シン視点 女神に出会った日
自分に親がいたのかどうか、思い出せない。
気づいた時には、すでに“主様”と呼ばれる人の家にいた。
床を拭き、壺に水を満たし、火をおこし、朝から夜まで働き続けた。
少しでも失敗すれば、餌は与えられなかった。
夜になると空腹で眠れなくて、けれど泣く声も出せなかった。
泣くのは叱られると知っていたからだ。
ある日、腕も足もまったく動かなくなった。
水も飲めない。息をするのも苦しい。
主様はため息をつき、奴隷商人を呼んだ。
「壊れたようだ。
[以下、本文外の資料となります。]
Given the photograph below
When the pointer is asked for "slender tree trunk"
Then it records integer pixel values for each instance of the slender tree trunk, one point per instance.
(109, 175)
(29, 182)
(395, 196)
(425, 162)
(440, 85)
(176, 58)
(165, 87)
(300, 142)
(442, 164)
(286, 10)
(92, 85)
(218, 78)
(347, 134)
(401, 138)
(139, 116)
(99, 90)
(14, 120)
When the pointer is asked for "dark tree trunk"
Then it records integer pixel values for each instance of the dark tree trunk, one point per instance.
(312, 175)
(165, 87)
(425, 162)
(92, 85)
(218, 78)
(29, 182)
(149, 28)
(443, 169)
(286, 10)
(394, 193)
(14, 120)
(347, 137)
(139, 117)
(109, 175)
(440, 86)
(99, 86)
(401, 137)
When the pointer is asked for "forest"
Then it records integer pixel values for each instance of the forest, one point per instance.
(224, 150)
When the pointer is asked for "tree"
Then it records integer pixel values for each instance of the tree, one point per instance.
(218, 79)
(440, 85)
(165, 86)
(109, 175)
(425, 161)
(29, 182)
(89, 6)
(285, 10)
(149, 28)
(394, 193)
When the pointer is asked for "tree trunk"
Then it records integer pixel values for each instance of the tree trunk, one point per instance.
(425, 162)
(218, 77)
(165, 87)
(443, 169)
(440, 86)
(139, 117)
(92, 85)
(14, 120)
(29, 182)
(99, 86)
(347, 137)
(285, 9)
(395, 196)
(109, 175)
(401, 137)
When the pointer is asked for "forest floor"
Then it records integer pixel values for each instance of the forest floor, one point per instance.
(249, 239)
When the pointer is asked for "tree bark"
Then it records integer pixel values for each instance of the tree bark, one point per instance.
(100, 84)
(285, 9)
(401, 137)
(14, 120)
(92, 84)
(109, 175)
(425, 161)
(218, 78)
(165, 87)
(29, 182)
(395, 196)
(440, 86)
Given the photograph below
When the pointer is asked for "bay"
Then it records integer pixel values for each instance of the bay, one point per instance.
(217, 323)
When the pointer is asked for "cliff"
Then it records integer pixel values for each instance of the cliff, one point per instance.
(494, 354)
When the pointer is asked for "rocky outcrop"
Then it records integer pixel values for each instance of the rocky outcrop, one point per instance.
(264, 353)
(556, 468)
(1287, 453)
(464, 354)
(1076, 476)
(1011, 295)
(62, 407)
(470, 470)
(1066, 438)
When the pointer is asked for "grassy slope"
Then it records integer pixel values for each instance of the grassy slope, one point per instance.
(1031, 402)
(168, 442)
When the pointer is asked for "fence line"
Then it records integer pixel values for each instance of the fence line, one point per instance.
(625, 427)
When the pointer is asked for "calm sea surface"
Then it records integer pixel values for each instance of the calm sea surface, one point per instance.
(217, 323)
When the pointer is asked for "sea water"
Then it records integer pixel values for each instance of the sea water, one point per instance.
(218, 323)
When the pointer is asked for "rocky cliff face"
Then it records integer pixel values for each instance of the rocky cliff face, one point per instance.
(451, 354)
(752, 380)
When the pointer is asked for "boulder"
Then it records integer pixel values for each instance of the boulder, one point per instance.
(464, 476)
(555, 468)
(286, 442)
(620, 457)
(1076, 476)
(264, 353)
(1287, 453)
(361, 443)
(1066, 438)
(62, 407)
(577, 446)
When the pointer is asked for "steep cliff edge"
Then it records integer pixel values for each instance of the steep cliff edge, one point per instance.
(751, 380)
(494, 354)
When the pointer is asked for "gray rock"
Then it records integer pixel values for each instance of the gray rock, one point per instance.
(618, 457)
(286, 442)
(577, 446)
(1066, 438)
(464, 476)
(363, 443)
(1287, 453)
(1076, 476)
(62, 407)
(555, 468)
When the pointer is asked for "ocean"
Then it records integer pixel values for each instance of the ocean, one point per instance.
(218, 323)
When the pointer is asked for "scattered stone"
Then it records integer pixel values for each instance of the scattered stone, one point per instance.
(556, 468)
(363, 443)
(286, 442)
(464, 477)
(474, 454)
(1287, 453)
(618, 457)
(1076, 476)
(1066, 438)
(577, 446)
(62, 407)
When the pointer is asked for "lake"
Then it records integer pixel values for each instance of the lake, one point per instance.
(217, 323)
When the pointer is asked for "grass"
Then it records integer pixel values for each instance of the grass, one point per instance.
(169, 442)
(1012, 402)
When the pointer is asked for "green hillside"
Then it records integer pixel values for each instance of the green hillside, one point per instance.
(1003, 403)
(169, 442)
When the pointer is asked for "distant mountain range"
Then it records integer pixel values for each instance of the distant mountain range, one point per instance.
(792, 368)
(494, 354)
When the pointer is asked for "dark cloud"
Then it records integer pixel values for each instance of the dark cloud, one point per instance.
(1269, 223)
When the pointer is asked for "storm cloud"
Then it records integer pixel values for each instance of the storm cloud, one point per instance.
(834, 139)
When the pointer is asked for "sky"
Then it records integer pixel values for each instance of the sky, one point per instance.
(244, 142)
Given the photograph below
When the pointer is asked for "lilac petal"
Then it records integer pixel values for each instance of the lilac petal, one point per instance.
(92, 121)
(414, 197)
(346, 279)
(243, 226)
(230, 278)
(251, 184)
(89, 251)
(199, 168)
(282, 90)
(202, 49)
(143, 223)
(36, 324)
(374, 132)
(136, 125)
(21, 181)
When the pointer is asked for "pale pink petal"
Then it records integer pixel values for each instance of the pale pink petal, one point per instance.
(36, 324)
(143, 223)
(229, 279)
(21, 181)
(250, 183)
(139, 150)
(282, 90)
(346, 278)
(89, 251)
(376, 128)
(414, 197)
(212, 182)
捨ててこい」
それだけだった。
どこかの路地へ運ばれ、鉄の檻に放り込まれた。
痛みも寒さも、もう感じなくなっていく。
まるで、体が離れていくみたいに。
どうでもよくなった。
生きている意味もわからなかった。
目が閉じそうになった時――
なぜか、心が勝手に動いた。
(女神さま……もし本当にいるなら……)
ただ、そう思っただけだった。
誰かに届くわけもない、弱い声。
でも――
光が差し込んだ。
ゆらゆらと、温かく。
その中に、小さな女の子が立っていた。
光の粒をまとって、
涙を浮かべながら、まっすぐにこちらを見ていた。
ふわりと手が伸びてきた。
それだけで、胸がきゅっと鳴った。
――ああ、本当に女神さまが来た。
その時初めて、
心が「助かりたい」と叫んだ気がした。